Chapter 10 I found genuinely inspiring. Boettke reminds the reader that liberalism must be liberal. It is not conservative, it is dynamic, forward-looking, outgoing, and inclusive, even if people look different, come from different countries, or speak different languages. Liberalism is also not progressive. Liberalism emphasizes bottom-up emergent orders over expert plans.

Liberals—in the correct, classical sense—and conservatives formed an alliance in the mid-20th century based on shared anti-communist beliefs, but they have little in common beyond that. Hayek’s essay “Why I Am Not a Conservative” is a key document here. But Boettke, in prose much more passionate than his usual restrained manner, argues that this odd alliance was overdone in Haeyk’s time, and is irrelevant now that communism is gone.

As a result, some thoroughly illiberal people are using the libertarian label to promote illiberal ideas on race, discrimination, immigration, trade, and other issues. This thought problem is causing a major marketing problem for liberals—not to put too fine a point on it, but as one example, many people confuse the Ludwig von Mises Institute’s ideas for those of Mises himself.
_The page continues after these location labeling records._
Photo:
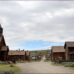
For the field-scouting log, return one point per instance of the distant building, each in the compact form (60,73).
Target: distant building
(69,48)
(58,53)
(3,47)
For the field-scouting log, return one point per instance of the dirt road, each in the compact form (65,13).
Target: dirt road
(43,67)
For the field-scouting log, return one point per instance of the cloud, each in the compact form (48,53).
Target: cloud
(37,20)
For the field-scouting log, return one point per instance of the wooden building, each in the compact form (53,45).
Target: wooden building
(3,48)
(17,55)
(69,48)
(58,53)
(27,55)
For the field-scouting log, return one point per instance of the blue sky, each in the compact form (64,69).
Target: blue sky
(34,25)
(38,45)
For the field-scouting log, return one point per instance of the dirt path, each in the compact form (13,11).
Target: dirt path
(43,67)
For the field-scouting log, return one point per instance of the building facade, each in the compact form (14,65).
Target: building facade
(3,47)
(69,50)
(58,53)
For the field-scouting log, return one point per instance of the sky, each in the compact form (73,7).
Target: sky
(37,25)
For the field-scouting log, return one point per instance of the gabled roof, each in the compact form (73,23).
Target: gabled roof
(16,52)
(69,44)
(56,49)
(4,48)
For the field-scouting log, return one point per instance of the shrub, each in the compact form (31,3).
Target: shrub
(11,65)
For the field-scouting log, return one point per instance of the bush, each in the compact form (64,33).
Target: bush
(6,72)
(11,65)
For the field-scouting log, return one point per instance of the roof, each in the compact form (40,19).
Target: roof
(16,53)
(58,49)
(69,44)
(4,48)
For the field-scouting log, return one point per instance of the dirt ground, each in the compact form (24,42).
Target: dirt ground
(44,68)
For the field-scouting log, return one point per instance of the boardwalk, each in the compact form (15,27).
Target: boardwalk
(43,67)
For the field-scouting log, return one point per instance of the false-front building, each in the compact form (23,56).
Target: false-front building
(69,48)
(3,48)
(16,55)
(58,53)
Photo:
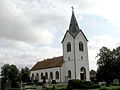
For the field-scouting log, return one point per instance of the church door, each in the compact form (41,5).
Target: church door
(83,74)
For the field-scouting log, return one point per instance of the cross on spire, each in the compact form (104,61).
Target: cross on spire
(72,8)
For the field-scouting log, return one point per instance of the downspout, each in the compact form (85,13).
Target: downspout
(60,74)
(74,58)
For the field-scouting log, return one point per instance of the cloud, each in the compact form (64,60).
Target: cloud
(108,9)
(15,25)
(97,42)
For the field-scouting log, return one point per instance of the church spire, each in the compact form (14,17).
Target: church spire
(73,27)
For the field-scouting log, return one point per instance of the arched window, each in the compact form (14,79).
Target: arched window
(57,75)
(46,75)
(51,75)
(69,74)
(83,73)
(32,78)
(68,47)
(41,75)
(81,48)
(37,77)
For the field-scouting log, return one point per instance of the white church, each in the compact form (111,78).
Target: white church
(73,64)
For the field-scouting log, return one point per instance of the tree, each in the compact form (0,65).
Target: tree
(104,63)
(108,64)
(10,73)
(25,72)
(93,75)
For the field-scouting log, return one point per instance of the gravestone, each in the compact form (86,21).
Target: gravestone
(116,81)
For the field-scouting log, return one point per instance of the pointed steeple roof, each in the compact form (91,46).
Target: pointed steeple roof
(73,27)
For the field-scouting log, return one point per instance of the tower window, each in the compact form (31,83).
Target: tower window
(68,58)
(69,74)
(68,47)
(81,46)
(81,57)
(57,75)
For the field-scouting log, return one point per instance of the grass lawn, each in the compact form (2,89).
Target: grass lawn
(108,88)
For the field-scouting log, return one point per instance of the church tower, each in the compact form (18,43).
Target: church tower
(75,53)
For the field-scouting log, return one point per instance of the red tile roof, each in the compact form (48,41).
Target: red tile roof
(48,63)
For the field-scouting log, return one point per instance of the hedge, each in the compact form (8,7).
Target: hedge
(78,84)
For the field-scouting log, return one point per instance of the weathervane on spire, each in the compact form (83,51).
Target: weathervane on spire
(72,9)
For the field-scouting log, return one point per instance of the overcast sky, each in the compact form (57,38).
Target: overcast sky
(32,30)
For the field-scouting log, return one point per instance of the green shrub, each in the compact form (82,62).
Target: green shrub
(103,88)
(39,84)
(78,84)
(53,81)
(14,89)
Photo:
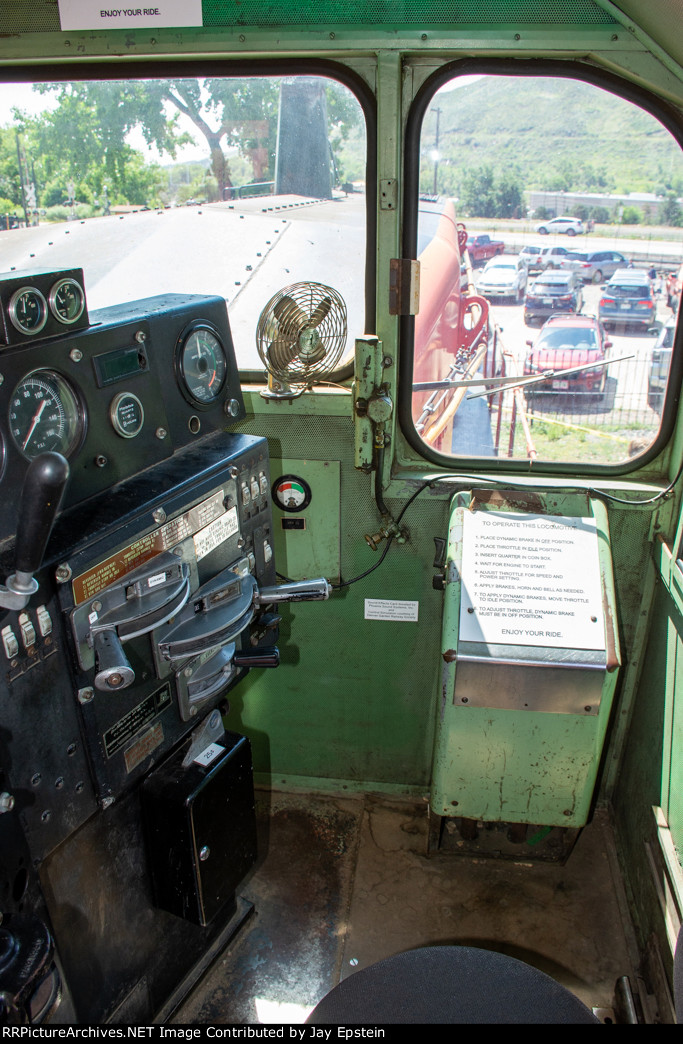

This is a problem liberals have created for themselves, and the damage that alliances with shadier parts of the right have inflicted to the liberal cause will not be easy to undo.

James S.A. Corey – Babylon’s Ashes: The Expanse, Book 6

James S.A. Corey – Babylon’s Ashes: The Expanse, Book 6

Book 5 turned inward, focusing almost entirely on the four main characters as they went their separate ways for a while. This book expands the scope and the cast with both familiar faces and new ones, and ratchets up the intensity that began to build towards the end of the last one.

But after all that buildup and the multi-book story arc, the climactic battle scenes weren’t nearly as vivid as the battles on The Behemoth and Ilus were in previous volumes. They do quite a bit in advancing the plot and addressing the ever-changing dynamics between Earth, Mars, the Belt, and now the colony planets beyond the ring gates. The several loose ends that were intentionally untied also leave plenty of possibilities open for the next chapters of the story.

This growing complexity with shifting alliances and geopolitical dynamics, a wide cast, and factions within factions, is where The Expanse’s frequent Game of Thrones comparisons start to make more sense. Fortunately, this series has far fewer main character deaths, so the reader feels less reluctant getting invested in certain characters and rooting for or against them.

There is more basis for the comparisons than one might think.; one of The Expanse’s two coauthors, who for some reason jointly write under a single pen name, worked as Game of Thrones author George R.R. Martin’s assistant for a while. Martin, besides being a fan, has apparently also provided some informal guidance and support for this series.

Wilfred Owen – The War Poems

Wilfred Owen – The War Poems

A short and sad poetry collection with a powerful anti-war message, written by a World War I soldier. Owen was killed in action just days before the armistice, making him one of the war’s very last casualties. He was 25. Had he made it just a little longer, he likely would have died a grandfather.